In this study, the dose-area-product was reduced to 8% of the full field-of-view-value on average. Peak skin dose was 34% of the full FOV value for image sequences with a moving catheter, and 85% for a single frame of imaging. The degree of PSD reduction over an image sequence is dependent on the catheter trajectory and device size. A single object was tracked along a relatively simple trajectory in this phantom study. Further studies are needed to determine PSD reduction for more realistic catheter motions encountered in clinical procedures. These studies should also consider the use of multiple scan ROIs in clinical scenarios where there are multiple catheter devices and electrodes of interest.

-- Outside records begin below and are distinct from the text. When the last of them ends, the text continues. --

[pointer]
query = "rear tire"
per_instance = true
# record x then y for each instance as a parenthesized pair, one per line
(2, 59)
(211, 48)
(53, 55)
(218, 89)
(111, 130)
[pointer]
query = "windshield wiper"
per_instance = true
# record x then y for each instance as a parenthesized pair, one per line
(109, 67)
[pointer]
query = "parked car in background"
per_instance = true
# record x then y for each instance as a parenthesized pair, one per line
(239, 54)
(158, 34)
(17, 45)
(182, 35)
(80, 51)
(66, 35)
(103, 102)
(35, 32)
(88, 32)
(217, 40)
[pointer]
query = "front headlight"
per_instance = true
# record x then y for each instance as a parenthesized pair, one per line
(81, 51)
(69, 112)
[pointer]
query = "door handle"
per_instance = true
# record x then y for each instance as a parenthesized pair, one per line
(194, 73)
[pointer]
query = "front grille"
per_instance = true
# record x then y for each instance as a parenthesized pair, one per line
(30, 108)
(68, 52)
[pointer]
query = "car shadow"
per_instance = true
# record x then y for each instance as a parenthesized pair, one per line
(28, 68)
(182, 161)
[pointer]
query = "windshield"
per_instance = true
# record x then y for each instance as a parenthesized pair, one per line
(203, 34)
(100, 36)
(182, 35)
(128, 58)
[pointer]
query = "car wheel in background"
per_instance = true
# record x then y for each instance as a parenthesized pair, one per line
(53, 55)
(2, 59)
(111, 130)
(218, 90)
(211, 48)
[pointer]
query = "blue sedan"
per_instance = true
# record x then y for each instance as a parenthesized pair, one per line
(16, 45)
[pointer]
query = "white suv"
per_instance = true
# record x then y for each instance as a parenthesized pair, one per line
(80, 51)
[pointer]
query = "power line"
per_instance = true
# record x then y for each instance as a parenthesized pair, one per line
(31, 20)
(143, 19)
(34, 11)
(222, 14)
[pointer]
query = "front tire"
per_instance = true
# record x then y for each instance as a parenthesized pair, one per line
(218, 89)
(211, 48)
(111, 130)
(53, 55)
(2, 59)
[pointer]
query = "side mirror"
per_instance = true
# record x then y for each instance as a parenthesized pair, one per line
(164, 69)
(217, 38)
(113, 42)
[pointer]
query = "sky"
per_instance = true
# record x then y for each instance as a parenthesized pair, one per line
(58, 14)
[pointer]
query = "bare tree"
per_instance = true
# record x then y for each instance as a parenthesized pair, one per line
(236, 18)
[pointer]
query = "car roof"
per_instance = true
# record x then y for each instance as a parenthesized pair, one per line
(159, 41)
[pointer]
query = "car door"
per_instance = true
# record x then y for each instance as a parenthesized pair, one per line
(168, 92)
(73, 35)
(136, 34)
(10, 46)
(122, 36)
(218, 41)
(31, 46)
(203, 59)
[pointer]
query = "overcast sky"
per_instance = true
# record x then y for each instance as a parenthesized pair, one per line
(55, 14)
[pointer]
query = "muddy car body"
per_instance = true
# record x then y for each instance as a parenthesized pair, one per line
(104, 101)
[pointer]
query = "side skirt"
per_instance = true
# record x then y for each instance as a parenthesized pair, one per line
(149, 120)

The DEC algorithm requires accurate tracking and prediction of catheter positions so that the active scan region can be continuously updated to remain centered on the catheter. Catheter positions were accurately predicted in this initial study. However in clinical procedures, more complicated user-induced and cardio-respiratory motion can be expected. Future work will investigate the use of more sophisticated motion prediction algorithms and/or the use of larger scan ROIs to ensure robustness of the algorithm in clinically realistic scenarios.

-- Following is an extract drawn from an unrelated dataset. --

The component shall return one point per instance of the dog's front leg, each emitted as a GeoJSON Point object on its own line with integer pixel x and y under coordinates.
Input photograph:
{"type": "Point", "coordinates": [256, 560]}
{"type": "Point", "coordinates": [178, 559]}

Further dose optimization may be possible for the DEC algorithm. In particular, this study did not consider the tradeoff between dose, image SNR and tracking accuracy. It is possible that the desired tracking performance in a clinical procedure can be achieved with lower dose levels than were examined in this study.
5. CONCLUSIONS
Dynamic electronic collimation is a feasible method for reducing dose and dose-area-product during SBDX catheter tip tracking. For imaging an ablation catheter tip, dose-area-product may be reduced to 8% of full field-of-view levels with negligible change in SBDX catheter tracking performance. Peak skin dose from an imaging series can also be reduced for moving devices. This technique is expected to be an important component of a dose-optimized 3D tracking method for SBDX. Further investigation in clinically realistic imaging scenarios is needed to characterize and optimize the algorithm.
Acknowledgments
Research reported in this publication was supported by the National Heart, Lung, and Blood Institute of the National Institutes of Health under award number R01HL084022. The content is solely the responsibility of the authors and does not necessarily represent the official views of the National Institutes of Health.